The administration was cleverer than that. I don't know if it was Mr. Bush's intention from the outset to break the back of the pro-life lobby in the GOP, but that was the effect of his decision to allow research on currently existing cell lines but not on new lines cultivated from additional fetuses. Although the Catholic Church remained opposed, Mr. Bush won support for his decision from a number of evangelical Protestants who had for years been prominent in absolute opposition to abortion. He split the pro-life community, in effect ending its veto on party positions related to abortion. A pro-choice GOP vice presidential candidate is now conceivable, for example, something that has not been true for a generation.

I think the two Supreme Court decisions will be similar in effect. They are not, to be sure, administration decisions. But that is not the point. The real question is whether the Bush administration and the Republican Party more broadly will continue to contest these issues or simply let them go.

We should start with the composition of the Supreme Court itself. Seven of its nine members were appointed by Republican presidents. Three of those, of course -- Chief Justice Rehnquist and Justices Scalia and Thomas -- are consistently "conservative," whether one takes that term in the popular sense of right-leaning or more properly in the sense of embracing a constitutionally circumscribed view of what the Supreme Court should be deciding. But why aren't there seven conservatives on the court? The answer is that even staunchly conservative presidents have a very difficult time figuring out what their appointees will do once they get life tenure on the bench and final say on important matters of law and policy.

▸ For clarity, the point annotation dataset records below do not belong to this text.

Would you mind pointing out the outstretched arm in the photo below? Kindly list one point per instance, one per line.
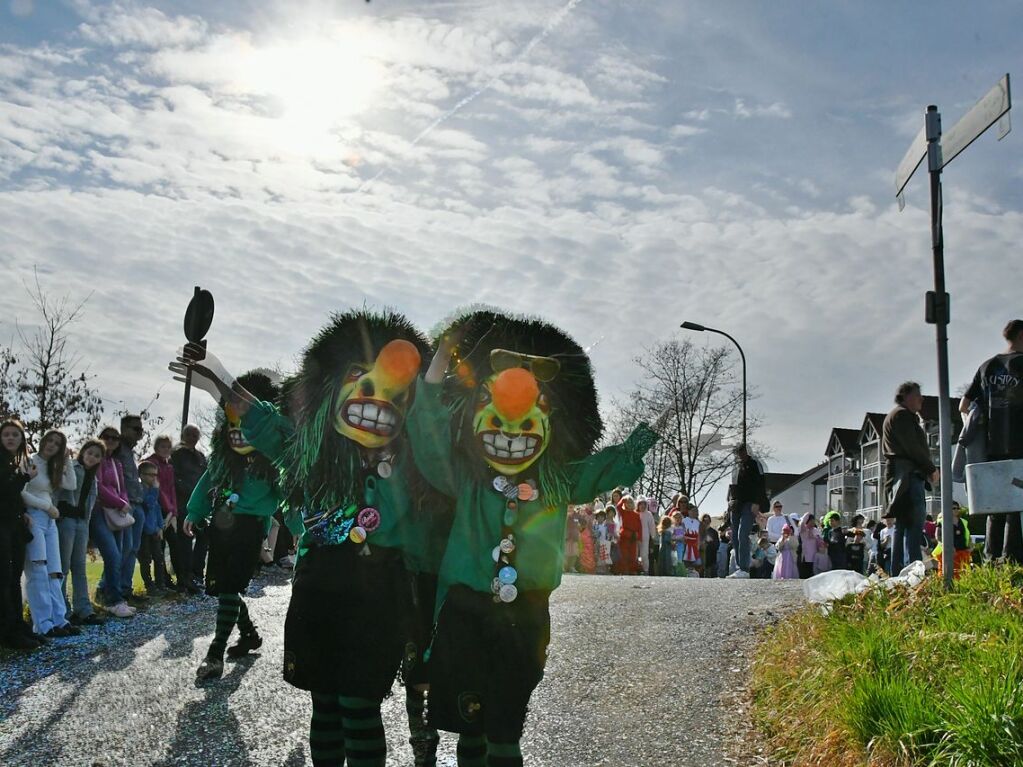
(210, 374)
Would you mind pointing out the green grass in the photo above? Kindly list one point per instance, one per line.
(899, 679)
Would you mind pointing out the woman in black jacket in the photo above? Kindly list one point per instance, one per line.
(15, 470)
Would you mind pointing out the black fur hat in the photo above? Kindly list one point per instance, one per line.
(320, 462)
(575, 415)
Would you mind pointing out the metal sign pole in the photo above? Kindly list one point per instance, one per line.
(938, 313)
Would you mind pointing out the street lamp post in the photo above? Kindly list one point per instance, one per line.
(702, 328)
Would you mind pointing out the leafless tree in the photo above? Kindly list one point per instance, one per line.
(700, 389)
(45, 384)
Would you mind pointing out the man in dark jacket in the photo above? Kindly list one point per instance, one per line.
(997, 389)
(907, 467)
(189, 465)
(748, 495)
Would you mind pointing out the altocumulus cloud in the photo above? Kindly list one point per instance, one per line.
(607, 180)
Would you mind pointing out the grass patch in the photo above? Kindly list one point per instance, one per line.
(898, 678)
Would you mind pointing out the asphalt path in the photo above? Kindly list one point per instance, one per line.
(641, 671)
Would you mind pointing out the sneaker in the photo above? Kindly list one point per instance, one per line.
(210, 669)
(246, 643)
(121, 611)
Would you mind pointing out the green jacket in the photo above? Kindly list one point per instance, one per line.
(539, 530)
(401, 526)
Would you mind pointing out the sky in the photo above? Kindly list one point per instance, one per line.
(617, 168)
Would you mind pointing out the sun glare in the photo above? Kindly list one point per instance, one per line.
(314, 85)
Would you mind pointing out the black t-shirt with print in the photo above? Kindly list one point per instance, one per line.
(998, 388)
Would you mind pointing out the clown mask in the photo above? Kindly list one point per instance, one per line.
(513, 415)
(374, 395)
(235, 439)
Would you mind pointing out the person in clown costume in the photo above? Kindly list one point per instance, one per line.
(504, 421)
(239, 492)
(361, 600)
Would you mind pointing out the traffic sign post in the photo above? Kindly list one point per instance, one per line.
(198, 317)
(940, 150)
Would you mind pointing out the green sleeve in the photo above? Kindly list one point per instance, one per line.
(429, 429)
(199, 508)
(618, 464)
(267, 430)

Far be it from me to suggest that partisan politics has an effect on Supreme Court decisions. Nevertheless, it's a Republican Supreme Court. The divisions among its GOP appointees actually reflect what is for many conservatives the uncomfortable fact that, while their positions command majority support within the GOP, it's not unanimous.

Second, the coalition politics within the GOP will shift as a result of the two decisions. In the case of gay rights, social conservatives long ago found it prudent to give up the public rhetoric of moral opposition to homosexuality. You can tell how true that is from the acute embarrassment felt within the party whenever one of its members breaches this understanding, as Sen. Rick Santorum did earlier this year. The only question fit for public debate, even in the eyes of those opposed to gay rights, was whether the Supreme Court as opposed to elected officials should be deciding on whether you can ban sodomy.

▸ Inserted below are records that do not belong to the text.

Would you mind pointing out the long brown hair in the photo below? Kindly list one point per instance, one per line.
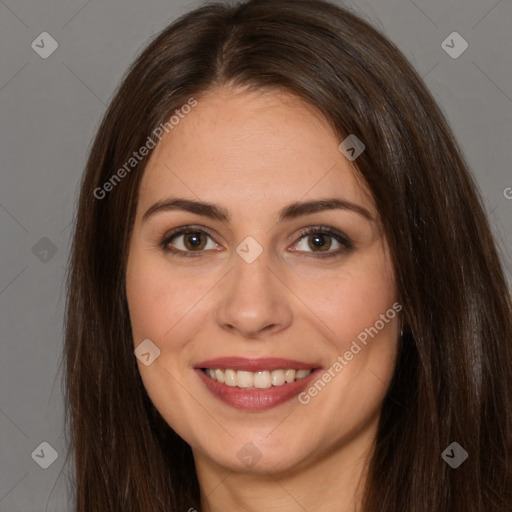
(453, 378)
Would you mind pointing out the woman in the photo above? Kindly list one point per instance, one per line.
(284, 293)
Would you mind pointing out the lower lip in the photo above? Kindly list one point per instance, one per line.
(256, 399)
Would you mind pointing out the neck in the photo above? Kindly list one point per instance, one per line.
(331, 482)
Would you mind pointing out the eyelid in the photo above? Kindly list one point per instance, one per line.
(338, 235)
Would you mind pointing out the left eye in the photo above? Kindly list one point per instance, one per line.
(320, 240)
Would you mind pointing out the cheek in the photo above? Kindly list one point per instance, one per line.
(157, 299)
(355, 298)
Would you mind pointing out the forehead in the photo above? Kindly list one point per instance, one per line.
(238, 148)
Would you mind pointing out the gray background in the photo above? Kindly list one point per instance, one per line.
(49, 111)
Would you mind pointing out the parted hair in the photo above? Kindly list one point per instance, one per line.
(453, 375)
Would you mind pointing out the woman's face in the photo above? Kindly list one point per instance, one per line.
(250, 290)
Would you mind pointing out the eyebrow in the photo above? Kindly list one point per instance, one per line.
(289, 212)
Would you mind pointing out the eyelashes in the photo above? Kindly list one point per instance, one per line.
(320, 234)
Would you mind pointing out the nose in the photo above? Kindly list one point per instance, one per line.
(254, 300)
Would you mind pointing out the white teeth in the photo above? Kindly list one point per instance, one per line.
(229, 377)
(277, 377)
(244, 379)
(261, 380)
(289, 375)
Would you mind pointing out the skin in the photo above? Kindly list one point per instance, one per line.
(254, 153)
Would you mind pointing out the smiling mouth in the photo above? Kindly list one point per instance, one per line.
(256, 380)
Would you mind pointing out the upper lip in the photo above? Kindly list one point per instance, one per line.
(255, 365)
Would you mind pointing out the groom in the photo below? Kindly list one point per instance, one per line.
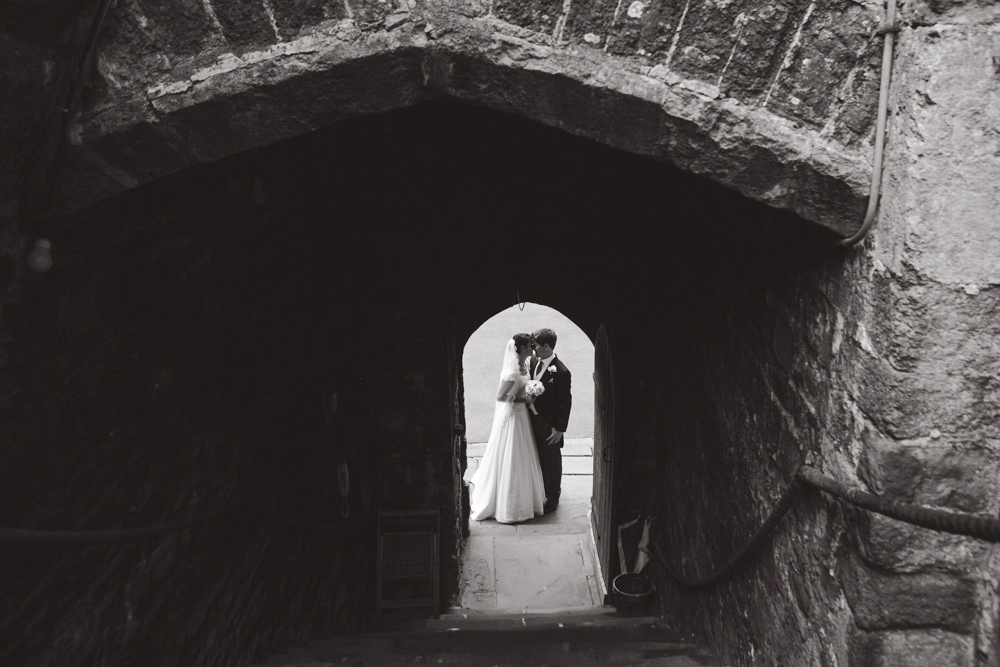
(550, 412)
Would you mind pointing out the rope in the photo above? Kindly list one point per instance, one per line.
(888, 31)
(786, 502)
(136, 533)
(957, 523)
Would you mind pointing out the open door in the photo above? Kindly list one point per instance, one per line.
(601, 503)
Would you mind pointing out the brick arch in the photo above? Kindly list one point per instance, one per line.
(204, 112)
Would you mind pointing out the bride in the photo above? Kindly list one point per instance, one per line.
(508, 484)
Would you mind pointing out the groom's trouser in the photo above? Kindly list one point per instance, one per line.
(550, 458)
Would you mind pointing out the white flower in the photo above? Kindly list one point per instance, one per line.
(534, 388)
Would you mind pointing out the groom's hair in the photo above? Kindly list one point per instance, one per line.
(520, 340)
(545, 337)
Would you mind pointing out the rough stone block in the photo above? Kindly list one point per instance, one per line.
(244, 23)
(180, 27)
(890, 468)
(537, 15)
(291, 16)
(886, 601)
(912, 648)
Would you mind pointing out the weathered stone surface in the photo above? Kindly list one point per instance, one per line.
(913, 647)
(946, 119)
(883, 602)
(292, 87)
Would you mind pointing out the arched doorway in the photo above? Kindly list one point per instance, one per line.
(549, 562)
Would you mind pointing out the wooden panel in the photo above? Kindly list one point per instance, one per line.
(408, 562)
(602, 506)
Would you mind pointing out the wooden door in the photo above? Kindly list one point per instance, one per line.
(602, 506)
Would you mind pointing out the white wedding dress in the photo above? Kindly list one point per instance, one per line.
(508, 484)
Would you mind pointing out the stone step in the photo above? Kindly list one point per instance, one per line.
(564, 637)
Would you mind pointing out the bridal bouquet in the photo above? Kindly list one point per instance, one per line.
(534, 388)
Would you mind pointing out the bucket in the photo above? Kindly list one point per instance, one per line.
(632, 592)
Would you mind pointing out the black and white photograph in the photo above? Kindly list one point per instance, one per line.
(499, 332)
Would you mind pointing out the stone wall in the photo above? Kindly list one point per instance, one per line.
(741, 94)
(876, 367)
(166, 364)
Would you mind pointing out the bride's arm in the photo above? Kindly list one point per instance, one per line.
(506, 392)
(503, 391)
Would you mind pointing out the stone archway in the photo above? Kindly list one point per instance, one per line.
(213, 101)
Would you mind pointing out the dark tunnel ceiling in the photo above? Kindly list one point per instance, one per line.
(42, 23)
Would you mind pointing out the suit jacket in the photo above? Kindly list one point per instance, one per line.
(556, 401)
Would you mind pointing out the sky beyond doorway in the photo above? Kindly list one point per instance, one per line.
(483, 355)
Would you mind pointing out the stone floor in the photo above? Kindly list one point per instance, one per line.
(546, 564)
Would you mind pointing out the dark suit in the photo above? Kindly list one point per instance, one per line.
(553, 408)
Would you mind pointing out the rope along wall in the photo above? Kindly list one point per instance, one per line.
(957, 523)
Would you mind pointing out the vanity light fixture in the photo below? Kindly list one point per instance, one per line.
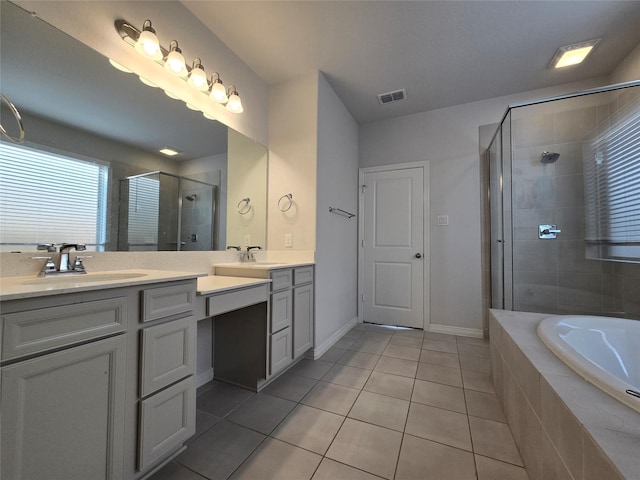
(174, 62)
(147, 45)
(218, 92)
(234, 104)
(572, 54)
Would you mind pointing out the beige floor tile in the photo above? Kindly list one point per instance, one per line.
(333, 354)
(490, 469)
(397, 366)
(424, 459)
(331, 397)
(440, 346)
(406, 341)
(309, 428)
(332, 470)
(473, 350)
(439, 374)
(480, 382)
(262, 412)
(357, 359)
(390, 385)
(375, 347)
(311, 368)
(484, 405)
(367, 447)
(440, 337)
(440, 358)
(443, 426)
(401, 351)
(439, 395)
(380, 410)
(276, 459)
(291, 387)
(347, 376)
(494, 440)
(475, 364)
(220, 450)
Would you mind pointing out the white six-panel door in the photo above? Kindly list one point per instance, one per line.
(393, 246)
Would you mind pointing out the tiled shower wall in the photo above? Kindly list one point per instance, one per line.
(553, 276)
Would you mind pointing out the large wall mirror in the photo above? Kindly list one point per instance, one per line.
(90, 171)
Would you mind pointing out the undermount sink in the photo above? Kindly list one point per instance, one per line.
(74, 279)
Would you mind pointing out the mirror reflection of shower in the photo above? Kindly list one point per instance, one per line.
(155, 217)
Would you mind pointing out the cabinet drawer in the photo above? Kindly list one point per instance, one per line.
(168, 354)
(167, 419)
(281, 310)
(35, 331)
(166, 301)
(280, 350)
(227, 302)
(302, 275)
(281, 279)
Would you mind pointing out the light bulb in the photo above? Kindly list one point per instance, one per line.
(197, 76)
(175, 61)
(147, 44)
(218, 92)
(235, 104)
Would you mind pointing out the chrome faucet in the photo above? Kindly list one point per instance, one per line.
(64, 265)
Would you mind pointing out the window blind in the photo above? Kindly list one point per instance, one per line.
(50, 198)
(612, 186)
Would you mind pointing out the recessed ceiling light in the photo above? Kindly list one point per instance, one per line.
(170, 152)
(572, 54)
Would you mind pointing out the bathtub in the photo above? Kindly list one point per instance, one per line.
(603, 350)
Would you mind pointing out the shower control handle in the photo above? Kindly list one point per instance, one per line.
(548, 232)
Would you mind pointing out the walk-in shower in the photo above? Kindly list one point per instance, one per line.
(564, 197)
(161, 211)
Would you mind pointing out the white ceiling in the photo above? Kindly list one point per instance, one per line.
(442, 52)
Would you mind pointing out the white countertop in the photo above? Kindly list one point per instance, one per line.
(219, 283)
(263, 265)
(13, 288)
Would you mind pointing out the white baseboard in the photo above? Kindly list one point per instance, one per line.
(318, 351)
(204, 377)
(450, 330)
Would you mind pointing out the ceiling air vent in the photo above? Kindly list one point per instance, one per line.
(390, 97)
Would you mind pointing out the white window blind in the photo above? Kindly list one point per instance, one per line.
(612, 187)
(50, 198)
(144, 207)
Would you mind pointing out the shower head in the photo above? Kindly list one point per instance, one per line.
(549, 157)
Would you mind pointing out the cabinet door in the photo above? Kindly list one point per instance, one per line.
(167, 419)
(280, 350)
(281, 310)
(63, 414)
(302, 319)
(168, 354)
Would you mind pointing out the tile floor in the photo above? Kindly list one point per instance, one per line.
(383, 402)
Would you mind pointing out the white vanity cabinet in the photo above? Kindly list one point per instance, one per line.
(63, 387)
(98, 383)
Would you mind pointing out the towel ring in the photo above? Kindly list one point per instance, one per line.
(244, 209)
(18, 118)
(282, 206)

Well, the court decided that it would decide. And that's that. It seems inconceivable that a future Supreme Court will reverse itself, and anyone urging such a course would thereby marginalize himself. Before the issue is settled, such positions may entail a measure of coalition support. Afterward, no.

The same is likely true of "diversity." Diversity has actually been a settled issue in corporate America and the private sector more broadly for years: It doesn't really have any public detractors. Accordingly, again, conservatives narrowed the focus of their argument to the question of whether the government (and only government, the private sector being on principle free to make up its own mind) should embrace diversity at the expense of its traditional focus on the rights of individuals. Opponents pointed to the supposed social costs of doing so, and they drew some principled support. But that was then: Who now will stand up to propose that a future Supreme Court reverse itself and declare that diversity is not a compelling interest of government? No one with serious political ambitions within the GOP.

Democrats will continue to run against Republicans as if the latter were still contesting social issues. But increasingly, Republicans will find it convenient to repair to a "principle" of pragmatism: These issues have been decided.